Se purformalmente anch’esse provvisorie, i motivi ivi scrutinati sono stati ritenuti – con perspicue, ancorché sintetiche motivazioni – tutti inammissibili o infondati, incluse le asserite (e parimenti disattese) violazioni di principi costituzionali. E se risulteranno confermati il ministro Valditara non dovrebbe avere più ostacoli – almeno non nell’immediato – a dar seguito al suo proposito di assumere subito i primi 519 soggetti presenti nella graduatoria del concorso riservato su posti al momento affidati a reggenti.

Assumerebbero servizio con decorrenza giuridica dal 1° settembre 2024 ed economica dall’effettiva presa del medesimo, non essendoci nessuna norma – quantomeno, nessuna norma espressa – che imponga la loro coincidenza e che comporterebbe il mantenimento delle reggenze fino al 31 agosto 2025, con sicuro pregiudizio della funzionalità delle istituzioni scolastiche e delle aspirazioni soggettive.

Beninteso, le nostre sono soltanto previsioni. Smentibili, come le precedenti.

NOTE

(1) Sotto pena d’inammissibilità del ricorso, la prova di resistenza nel contenzioso davanti il giudice amministrativo, per conforme giurisprudenza (da ultimo richiamata dal TAR Lazio, sez.

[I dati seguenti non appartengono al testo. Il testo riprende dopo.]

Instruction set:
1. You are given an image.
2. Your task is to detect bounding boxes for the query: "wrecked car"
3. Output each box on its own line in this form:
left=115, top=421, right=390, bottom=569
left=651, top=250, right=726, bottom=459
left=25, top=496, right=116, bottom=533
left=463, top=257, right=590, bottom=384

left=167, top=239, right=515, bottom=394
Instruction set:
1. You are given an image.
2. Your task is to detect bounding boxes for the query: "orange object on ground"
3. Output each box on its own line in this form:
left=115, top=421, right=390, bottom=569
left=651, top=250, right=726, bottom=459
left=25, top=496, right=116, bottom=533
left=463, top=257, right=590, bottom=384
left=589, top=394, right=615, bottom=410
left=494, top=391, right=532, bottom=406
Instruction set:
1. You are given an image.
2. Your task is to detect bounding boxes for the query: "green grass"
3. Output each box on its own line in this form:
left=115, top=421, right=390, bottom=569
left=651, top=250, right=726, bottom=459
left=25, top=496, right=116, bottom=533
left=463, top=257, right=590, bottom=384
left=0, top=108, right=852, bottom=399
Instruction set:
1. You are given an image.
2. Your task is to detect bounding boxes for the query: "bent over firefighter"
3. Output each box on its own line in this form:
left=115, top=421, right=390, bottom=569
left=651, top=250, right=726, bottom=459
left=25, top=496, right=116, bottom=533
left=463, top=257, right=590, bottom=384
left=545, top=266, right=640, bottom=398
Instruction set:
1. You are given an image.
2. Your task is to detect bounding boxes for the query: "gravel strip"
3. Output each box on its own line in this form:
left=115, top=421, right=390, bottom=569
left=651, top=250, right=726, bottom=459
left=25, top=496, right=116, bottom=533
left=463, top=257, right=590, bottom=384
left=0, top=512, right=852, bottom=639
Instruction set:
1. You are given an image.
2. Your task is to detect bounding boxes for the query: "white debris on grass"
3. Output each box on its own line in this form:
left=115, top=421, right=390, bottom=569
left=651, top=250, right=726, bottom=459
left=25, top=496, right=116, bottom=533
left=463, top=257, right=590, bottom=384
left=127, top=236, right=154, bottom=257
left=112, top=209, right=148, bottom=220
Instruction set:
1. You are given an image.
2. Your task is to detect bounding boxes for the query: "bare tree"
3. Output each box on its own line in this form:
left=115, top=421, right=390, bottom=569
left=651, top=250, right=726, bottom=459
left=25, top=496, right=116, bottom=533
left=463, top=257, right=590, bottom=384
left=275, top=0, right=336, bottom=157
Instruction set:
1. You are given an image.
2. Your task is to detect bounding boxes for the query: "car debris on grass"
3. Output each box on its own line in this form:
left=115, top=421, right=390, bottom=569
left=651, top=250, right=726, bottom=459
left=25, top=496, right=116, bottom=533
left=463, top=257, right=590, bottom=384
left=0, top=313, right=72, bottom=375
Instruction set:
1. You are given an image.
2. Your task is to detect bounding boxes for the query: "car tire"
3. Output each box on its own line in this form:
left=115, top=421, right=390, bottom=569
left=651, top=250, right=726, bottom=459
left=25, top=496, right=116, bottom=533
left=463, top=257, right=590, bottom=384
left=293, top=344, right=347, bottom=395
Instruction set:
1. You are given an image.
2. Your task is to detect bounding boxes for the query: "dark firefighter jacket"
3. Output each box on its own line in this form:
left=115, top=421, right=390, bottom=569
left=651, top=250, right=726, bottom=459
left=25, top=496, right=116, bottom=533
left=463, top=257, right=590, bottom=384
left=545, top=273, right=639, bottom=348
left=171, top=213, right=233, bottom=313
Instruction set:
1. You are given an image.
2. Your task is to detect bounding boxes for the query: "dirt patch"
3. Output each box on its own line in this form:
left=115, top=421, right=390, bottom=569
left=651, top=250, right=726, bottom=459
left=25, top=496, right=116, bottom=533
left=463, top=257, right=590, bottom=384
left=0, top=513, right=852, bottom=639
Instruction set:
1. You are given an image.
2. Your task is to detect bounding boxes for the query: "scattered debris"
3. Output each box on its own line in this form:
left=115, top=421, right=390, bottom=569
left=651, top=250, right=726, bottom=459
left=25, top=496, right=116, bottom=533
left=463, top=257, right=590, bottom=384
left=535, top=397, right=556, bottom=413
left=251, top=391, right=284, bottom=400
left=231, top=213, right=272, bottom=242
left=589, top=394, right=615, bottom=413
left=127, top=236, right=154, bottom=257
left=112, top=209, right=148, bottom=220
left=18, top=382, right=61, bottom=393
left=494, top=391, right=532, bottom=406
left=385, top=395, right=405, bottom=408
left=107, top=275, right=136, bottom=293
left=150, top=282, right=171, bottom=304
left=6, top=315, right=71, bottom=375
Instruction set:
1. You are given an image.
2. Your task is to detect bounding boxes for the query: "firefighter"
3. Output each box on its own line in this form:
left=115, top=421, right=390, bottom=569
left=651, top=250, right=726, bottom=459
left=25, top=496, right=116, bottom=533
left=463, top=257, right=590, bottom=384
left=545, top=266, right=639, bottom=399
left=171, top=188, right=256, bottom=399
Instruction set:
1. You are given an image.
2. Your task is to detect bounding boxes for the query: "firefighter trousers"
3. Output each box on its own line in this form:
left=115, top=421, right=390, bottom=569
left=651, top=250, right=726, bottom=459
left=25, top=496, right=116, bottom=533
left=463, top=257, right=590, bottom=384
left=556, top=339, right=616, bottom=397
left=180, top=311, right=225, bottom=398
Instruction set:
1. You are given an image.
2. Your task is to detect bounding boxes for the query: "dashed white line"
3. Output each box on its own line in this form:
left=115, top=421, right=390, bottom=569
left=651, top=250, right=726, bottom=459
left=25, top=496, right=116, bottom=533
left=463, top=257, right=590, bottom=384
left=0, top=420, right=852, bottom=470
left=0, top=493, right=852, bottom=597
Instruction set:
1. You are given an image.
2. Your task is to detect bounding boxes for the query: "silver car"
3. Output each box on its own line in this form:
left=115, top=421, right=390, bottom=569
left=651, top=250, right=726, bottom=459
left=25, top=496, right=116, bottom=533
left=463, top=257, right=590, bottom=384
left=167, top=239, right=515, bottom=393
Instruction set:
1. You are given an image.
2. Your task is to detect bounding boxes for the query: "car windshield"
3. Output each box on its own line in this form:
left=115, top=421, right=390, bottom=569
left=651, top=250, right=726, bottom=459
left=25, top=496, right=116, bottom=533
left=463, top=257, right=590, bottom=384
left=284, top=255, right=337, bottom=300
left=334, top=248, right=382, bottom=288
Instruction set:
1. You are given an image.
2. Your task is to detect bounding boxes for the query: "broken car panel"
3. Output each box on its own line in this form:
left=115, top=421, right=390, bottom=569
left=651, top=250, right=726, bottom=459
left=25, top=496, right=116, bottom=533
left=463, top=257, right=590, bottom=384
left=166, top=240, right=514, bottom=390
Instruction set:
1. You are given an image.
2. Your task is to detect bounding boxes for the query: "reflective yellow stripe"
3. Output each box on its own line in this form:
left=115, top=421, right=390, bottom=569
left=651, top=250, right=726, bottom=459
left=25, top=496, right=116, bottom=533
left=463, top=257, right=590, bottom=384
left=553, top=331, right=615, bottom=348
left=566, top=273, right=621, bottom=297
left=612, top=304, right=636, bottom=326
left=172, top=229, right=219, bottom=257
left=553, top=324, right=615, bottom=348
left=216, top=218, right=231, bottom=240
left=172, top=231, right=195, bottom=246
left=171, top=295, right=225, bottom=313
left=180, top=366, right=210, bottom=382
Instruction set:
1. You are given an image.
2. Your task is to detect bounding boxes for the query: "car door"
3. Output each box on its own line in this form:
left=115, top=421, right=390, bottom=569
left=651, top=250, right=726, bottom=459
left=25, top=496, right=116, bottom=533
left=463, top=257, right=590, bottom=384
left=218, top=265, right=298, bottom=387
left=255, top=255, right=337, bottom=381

III, sentenza n. 249 dell’8 gennaio 2021) costituisce un onere del ricorrente, di dimostrare – o almeno fornendo un principio di prova – la possibilità di ottenere un risultato utile nell’accoglimento dei motivi di ricorso: nel caso di specie dimostrare un interesse personale, attuale e concreto nella ri-formulazione corretta della graduatoria concorsuale, se da ciò deriva un proprio apprezzabile risultato concreto.

 (2) Il Consiglio di Stato, con la sentenza n. 1614 del 27 marzo 2015, si è pronunciato sulla legittimità della graduatoria selettiva pubblica per il conferimento di 14 posti di curatore archeologico in esito a un concorso ordinario per esami e titoli indetto da Roma Capitale; consistente in prove scritte, la cui media si aggiunge al punteggio della prova orale e al punteggio dei titoli, il quale ultimo – secondo la generale disciplina dei concorsi pubblici ex articolo 8 del D.P.R. n. 487/1994 – non può essere superiore a 1/3 del complessivo punteggio nella graduatoria finale: di guisa che, “non attribuendosi prevalenza determinante né ai titoli né alle singole prove d’esame  ….. si concilia(no) le esigenze e le aspirazioni dei candidati più giovani rispetto a quelli che, in anni di lavoro, hanno accumulato consistenti titoli di servizio”. Diversamente – continua la sentenza – un concorso pubblico ordinario per titoli ed esami si trasformerebbe, nella sostanza, o in un concorso per soli titoli o in un concorso per soli esami.

(3) L’articolo 3, comma 1 della legge 241/1990 impone che ogni provvedimento amministrativo, compresi quelli concernenti l’organizzazione amministrativa, lo svolgimento dei pubblici concorsi ed il personale, deve essere motivato. E che la motivazione “deve indicare i presupposti di fatto e le ragioni giuridiche che hanno determinato la decisione dell’Amministrazione, in relazione alle risultanze dell’istruttoria”. Che invece nel decreto dipartimentale n. 2187/2024 sono completamente omessi.